10 Mythes sur la romance… démolis ! #8

10 Mythes sur la romance... démolis ! #8

Mythe #8 : La romance est un genre limité qui ne peut prétendre à l’universalité de la Littérature, car il est écrit et lu principalement par des femmes.

Tandis que, bien sûr, les œuvres écrites et lues principalement par des hommes (ne serait-ce qu’historiquement, pour cause évidente d’alphabétisation ou d’accès à la culture) fondent, quant à elles, la Vraie Littérature pour tous ! Ce qui n’intéresse que les femmes est d’un intérêt mineur, voire nul. Ce qui intéresse les hommes est d’un intérêt majeur, et devrait intéresser tout le monde ! Ce n’est pas un hasard si « homme » désigne également l’être humain en soi, ni qu’en grammaire le masculin l’emporte toujours sur le féminin.

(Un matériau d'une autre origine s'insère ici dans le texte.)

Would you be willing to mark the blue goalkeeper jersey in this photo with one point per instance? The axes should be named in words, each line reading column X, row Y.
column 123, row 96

Les hommes représentent l’humanité, alors que les femmes ne représentent qu’elles-mêmes. D’où la crainte des républicains universalistes français, jusqu’en 1944, que les femmes ne viennent polluer la recherche de l’intérêt général avec leur intérêt de « caste », de « communauté ». Plus ça change, plus c’est pareil…

1 commentaire
  1. Déjà dans les années 1980 déjà, j’ai suivi des cours au Département d’études françaises de l’Université Concordia à Montréal, cours intitulés « Littérature québécoise au féminin » donné dans les locaux de l’Institut Simone de Beauvoir. Il y a quatre ans, j’ai suivi un autre cours, toujours au même département, intitulé « Histoire de la littérature française au féminin ».

    Il est intéressant de noter que de tous les temps, il y a eu des femmes qui ont écrit, voire qui ont vécu de leur plume. Et bien que les préoccupations des femmes aient été souvent affaires de coeur et affaires domestiques, réalité imposant, même pour les reines telle Marguerite d’Angoulême reine de Navarre. Et les femmes luttent depuis toujours pour la reconnaissance de leur égalité de l’esprit. On peut penser à Marie de Gournay (5165-1645?) dans son « Grief des femmes » ou Madeleine de Scudéry avec son « Clélie, Histoire romaine » (1654-1660).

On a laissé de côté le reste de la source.